Dividends declared per common share

$ 0.20 $ 0.20 $ 0.19 $ 0.79 $ 0.75

Book value per common share

$ 19.68 $ 19.53 $ 18.71

Tangible book value per common share (1)

$ 14.49 $ 16.50 $ 15.46

Average common shares outstanding - basic

24,857 19,788 19,761 21,047 19,922

Average common shares outstanding - diluted

25,144 20,075 19,996 21,321 20,143

Other Data

Retirement and benefit services assets under administration/management

$ 40,728,699 $ 41,249,280 $ 36,682,425

Wealth management assets under administration/management

$ 4,579,189 $ 4,397,505 $ 4,018,846

Mortgage originations

$ 88,576 $ 82,388 $ 65,488 $ 334,318 $ 364,114

(1) Represents a non-GAAP financial measure. See "Non-GAAP to GAAP Reconciliations and Calculation of Non-GAAP Financial Measures."

Results of Operations

Net Interest Income

Net interest income for the fourth quarter of 2024 was $38.3 million, a $15.7 million, or 69.8%, increase from the third quarter of 2024. The increase was primarily due to increased interest income on higher earning assets acquired in the HMNF transaction, organic loan growth, and lower average rates paid on deposit balances.

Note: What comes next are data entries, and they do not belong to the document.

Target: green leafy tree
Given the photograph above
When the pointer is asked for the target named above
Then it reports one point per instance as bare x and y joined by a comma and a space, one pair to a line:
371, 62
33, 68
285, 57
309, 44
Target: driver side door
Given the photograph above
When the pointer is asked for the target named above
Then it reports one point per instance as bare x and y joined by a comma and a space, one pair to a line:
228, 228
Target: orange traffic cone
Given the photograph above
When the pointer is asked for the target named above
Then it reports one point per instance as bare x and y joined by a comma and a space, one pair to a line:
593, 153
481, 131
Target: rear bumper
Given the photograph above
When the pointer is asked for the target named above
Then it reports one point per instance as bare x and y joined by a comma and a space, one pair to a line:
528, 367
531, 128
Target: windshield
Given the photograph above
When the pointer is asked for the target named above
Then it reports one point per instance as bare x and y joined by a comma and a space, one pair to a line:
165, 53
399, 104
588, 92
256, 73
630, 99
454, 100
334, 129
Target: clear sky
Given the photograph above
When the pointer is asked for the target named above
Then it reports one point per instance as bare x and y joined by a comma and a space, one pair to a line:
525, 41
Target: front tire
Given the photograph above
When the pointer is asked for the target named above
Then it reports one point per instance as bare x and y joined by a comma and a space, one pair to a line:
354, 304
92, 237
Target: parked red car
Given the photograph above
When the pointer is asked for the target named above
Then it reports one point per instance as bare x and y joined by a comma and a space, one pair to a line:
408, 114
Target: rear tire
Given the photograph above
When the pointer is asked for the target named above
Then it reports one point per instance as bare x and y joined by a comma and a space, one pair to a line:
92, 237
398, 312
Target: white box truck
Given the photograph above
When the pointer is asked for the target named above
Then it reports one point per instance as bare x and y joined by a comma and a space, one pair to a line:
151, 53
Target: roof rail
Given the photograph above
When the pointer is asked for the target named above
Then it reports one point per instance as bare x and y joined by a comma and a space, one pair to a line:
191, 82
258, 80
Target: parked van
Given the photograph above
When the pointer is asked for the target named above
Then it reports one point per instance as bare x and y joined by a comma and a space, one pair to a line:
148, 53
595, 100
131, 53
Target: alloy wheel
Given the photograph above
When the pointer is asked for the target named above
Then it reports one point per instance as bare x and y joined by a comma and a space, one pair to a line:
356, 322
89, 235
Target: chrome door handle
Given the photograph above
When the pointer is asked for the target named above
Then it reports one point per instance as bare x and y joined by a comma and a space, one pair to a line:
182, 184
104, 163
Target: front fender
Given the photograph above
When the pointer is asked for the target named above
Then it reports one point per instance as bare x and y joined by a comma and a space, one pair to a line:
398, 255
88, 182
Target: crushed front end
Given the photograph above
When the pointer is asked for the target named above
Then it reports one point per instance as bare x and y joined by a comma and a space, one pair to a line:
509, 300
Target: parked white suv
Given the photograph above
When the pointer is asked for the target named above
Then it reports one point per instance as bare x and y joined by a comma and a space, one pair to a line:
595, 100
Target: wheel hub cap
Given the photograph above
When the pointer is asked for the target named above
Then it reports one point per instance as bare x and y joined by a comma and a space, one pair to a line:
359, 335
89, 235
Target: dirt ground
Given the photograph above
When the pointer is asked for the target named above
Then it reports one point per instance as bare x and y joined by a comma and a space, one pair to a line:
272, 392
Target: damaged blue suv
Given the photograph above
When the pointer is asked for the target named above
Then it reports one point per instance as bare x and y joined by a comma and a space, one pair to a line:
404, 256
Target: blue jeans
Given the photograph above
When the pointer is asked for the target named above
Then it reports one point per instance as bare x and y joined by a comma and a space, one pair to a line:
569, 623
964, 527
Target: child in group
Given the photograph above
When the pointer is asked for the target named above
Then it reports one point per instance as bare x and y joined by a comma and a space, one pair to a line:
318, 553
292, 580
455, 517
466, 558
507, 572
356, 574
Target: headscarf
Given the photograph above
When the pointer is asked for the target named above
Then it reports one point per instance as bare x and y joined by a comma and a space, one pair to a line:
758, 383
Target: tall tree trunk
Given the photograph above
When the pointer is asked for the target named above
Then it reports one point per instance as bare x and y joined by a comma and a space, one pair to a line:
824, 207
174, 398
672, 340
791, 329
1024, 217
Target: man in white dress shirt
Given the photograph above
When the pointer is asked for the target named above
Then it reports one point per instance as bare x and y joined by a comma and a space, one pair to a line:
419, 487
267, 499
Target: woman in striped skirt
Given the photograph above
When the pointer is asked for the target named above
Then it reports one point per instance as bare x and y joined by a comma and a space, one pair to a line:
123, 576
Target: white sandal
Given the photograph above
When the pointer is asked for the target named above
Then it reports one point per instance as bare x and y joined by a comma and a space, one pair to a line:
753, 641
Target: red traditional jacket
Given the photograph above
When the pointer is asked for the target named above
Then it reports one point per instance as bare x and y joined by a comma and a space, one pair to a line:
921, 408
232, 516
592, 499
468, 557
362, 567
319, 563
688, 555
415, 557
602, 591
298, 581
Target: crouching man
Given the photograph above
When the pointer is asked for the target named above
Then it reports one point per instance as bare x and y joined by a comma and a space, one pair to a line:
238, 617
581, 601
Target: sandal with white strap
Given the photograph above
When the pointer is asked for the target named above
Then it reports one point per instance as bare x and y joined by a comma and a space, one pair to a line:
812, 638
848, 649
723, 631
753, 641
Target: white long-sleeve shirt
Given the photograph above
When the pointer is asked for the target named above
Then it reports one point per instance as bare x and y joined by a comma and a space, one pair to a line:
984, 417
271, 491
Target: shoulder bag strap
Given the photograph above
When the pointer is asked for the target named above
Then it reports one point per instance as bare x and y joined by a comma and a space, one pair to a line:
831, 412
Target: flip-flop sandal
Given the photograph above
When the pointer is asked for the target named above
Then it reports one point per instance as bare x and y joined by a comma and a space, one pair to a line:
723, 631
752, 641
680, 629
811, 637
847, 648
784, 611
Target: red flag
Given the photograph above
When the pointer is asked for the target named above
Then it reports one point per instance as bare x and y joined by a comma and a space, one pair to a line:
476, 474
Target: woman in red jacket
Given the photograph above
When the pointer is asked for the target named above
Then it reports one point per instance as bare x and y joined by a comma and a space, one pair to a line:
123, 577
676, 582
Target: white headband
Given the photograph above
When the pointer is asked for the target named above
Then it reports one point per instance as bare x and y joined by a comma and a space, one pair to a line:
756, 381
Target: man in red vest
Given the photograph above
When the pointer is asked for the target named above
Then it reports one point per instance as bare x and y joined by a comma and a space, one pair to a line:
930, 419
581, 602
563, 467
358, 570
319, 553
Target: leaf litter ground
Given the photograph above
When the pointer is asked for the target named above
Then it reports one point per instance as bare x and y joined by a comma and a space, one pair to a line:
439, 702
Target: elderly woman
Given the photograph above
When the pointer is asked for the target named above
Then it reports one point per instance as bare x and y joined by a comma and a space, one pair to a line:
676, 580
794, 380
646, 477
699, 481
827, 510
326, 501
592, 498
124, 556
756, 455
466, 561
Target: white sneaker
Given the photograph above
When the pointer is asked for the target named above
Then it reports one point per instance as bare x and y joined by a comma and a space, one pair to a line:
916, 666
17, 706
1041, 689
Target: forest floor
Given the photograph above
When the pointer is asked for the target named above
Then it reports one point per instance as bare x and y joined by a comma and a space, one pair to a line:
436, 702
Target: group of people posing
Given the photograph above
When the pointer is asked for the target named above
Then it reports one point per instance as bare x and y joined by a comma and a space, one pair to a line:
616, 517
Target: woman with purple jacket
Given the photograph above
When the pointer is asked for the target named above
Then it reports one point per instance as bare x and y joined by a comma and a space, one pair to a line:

Net interest income increased $16.7 million, or 77.6%, from $21.6 million for the fourth quarter of 2023. Interest income increased $22.6 million, or 50.6%, from the fourth quarter of 2023, primarily driven by higher earning assets acquired in the HMNF transaction, strong organic loan growth at higher yields, and purchase accounting accretion. The increase in interest income was partially offset by a $5.9 million, or 25.4%, increase in interest expense, driven by an increase in interest-bearing deposits from the acquisition of HMNF and organic deposit growth.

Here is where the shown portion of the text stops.